= Canadian Forces fire fighters =

Canadian Forces Fire and Emergency Services provide fire and emergency services to Canadian Forces land bases in Canada where local services are not available or sufficient.

Some bases also require airport fire fighting capabilities, especially those in air bases.

==Personnel==
Military firefighters in the Canadian Forces are non-commissioned members, and are required to undergo basic training. After basic training they go to the Canadian Forces Fire Academy at CFB Borden. From there, members are posted to a military base.

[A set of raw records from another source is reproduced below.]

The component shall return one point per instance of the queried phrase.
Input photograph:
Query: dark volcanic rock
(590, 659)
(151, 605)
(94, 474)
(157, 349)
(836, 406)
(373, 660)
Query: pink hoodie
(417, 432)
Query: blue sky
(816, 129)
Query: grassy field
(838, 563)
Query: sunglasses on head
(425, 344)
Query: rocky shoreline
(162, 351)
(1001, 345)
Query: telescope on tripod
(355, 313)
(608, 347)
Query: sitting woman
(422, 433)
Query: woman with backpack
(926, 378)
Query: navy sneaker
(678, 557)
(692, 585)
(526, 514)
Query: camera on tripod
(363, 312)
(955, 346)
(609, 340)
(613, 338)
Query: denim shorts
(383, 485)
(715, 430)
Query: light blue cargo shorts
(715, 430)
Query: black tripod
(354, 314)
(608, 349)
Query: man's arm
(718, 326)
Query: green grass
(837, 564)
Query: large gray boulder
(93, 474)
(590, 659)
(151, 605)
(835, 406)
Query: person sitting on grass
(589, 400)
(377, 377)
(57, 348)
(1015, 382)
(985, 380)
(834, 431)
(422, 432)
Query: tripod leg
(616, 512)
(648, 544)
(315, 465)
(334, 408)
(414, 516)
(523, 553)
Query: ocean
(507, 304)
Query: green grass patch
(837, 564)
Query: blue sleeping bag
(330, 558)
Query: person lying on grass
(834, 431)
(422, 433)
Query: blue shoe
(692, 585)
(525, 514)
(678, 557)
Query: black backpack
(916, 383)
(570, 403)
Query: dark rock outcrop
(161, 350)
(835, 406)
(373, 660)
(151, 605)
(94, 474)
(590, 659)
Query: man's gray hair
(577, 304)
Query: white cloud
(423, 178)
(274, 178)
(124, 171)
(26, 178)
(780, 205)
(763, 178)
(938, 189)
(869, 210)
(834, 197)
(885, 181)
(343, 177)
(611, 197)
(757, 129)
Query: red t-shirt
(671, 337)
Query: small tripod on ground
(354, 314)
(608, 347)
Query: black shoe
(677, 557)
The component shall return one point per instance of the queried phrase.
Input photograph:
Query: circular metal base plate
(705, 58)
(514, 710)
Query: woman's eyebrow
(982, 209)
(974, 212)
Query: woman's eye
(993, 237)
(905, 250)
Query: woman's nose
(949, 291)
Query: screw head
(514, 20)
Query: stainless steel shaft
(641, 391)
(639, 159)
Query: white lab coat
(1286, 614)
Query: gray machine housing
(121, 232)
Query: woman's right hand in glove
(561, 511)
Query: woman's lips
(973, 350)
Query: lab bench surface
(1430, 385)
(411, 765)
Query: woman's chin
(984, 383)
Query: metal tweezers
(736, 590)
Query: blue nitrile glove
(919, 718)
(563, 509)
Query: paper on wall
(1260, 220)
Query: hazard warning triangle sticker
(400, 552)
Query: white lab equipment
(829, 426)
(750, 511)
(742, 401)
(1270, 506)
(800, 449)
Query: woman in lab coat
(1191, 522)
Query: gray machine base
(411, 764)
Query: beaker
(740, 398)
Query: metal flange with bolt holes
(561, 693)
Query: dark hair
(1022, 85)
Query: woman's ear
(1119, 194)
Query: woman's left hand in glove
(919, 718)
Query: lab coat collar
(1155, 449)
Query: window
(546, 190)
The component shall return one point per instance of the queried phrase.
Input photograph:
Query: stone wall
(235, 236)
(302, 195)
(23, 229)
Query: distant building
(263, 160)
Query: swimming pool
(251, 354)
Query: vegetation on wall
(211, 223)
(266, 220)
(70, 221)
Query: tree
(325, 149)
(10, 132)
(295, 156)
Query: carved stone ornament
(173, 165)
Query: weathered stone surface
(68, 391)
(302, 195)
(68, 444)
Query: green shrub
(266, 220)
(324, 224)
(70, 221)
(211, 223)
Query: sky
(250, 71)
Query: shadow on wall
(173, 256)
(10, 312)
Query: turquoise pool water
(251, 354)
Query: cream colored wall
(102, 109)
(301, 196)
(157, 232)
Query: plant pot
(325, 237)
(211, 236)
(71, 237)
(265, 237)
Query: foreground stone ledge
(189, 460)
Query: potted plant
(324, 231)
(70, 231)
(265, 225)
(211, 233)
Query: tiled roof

The military firefighters are supplemented by civilian Department of National Defence firefighters on many bases. As of 2011, there were approximately 570 military firefighters and 500 civilians. Military firefighters were deployed as part of Canadian military operations in Afghanistan and the response to the 2010 Haiti earthquake.

===Ranks===
- Fire chief - Captain/master warrant officer
- Deputy fire chief - master warrant officer
- Chief fire inspector - Sergeant
- Inspector - Master corporal or corporal
- Platoon chief - Warrant officer
- Deputy platoon chief - Sergeant
- Crew chief - Master corporal
- Firefighter - Aviator or corporal

==Operations==
Following is a list of some of the CFBs with fire and EMS services:
- CFS Alert - Military (only on tasking)
- 3 Wing Bagotville - Military
- CFB Borden - DND civilian
- 4 Wing Cold Lake - Military
- 19 Wing Comox - Military
- CFD Dundurn - Composite
- 9 Wing Gander - Military (fire inspector position)
- 14 Wing Greenwood - Military
- Edmonton Garrison - Military/ DND civilian
- CFB Esquimalt - DND civilian
- 5th Canadian Division Support Base (5 CDSB) Gagetown - DND civilian
- 5 Wing Goosebay - Contracted to Serco Canada Inc.
- 14 Wing Greenwood - Military
- CFB Halifax - DND civilian
- 4th Canadian Division Training Centre Meaford - DND civilian
- NFTC 15 Wing Moose Jaw - Contracted to ATCO Frontec
- Garrison Petawawa - DND civilian
- 12 Wing Shearwater - Military
- CFB Suffield - DND civilian
- 8 Wing Trenton - Military
- 2nd Canadian Division Support Base (2 CDSB) Valcartier - DND civilian
- ASU Wainwright - DND civilian
- 17 Wing Winnipeg - Military

CFB Kingston and CFB North Bay once had their own fire services, but now receive fire protection from the Kingston and North Bay municipal fire departments respectively.

==Training==

===Canadian Forces Fire and CBRN Academy===
Training for CF firefighters takes places at the Canadian Forces Fire and CBRN Academy (CFFCA) at CFB Borden for a period of six months. The CFFCA is mandated and internationally accredited in the delivery of the fire service curriculum in the areas of fire prevention, aircraft rescue fire fighting, structural fire fighting, fire investigation, rescue and respiratory protection administration.

==Equipment==
The Canadian Forces use a mix of airport and structural fire apparatus. Current equipment includes aircraft rescue and firefighting apparatus built by E-One and structural fire apparatus with custom Spartan Motors chassis and bodies by Fort Garry Fire Trucks. Additional structural pumpers were purchased through a 2014 contract with E-One. Bodywork for rescue trucks and range (brush) trucks were also supplied by Fort Garry. Other apparatus providers include the American branch of Rosenbauer (aerial platforms) and KME (aircraft rescue and firefighting).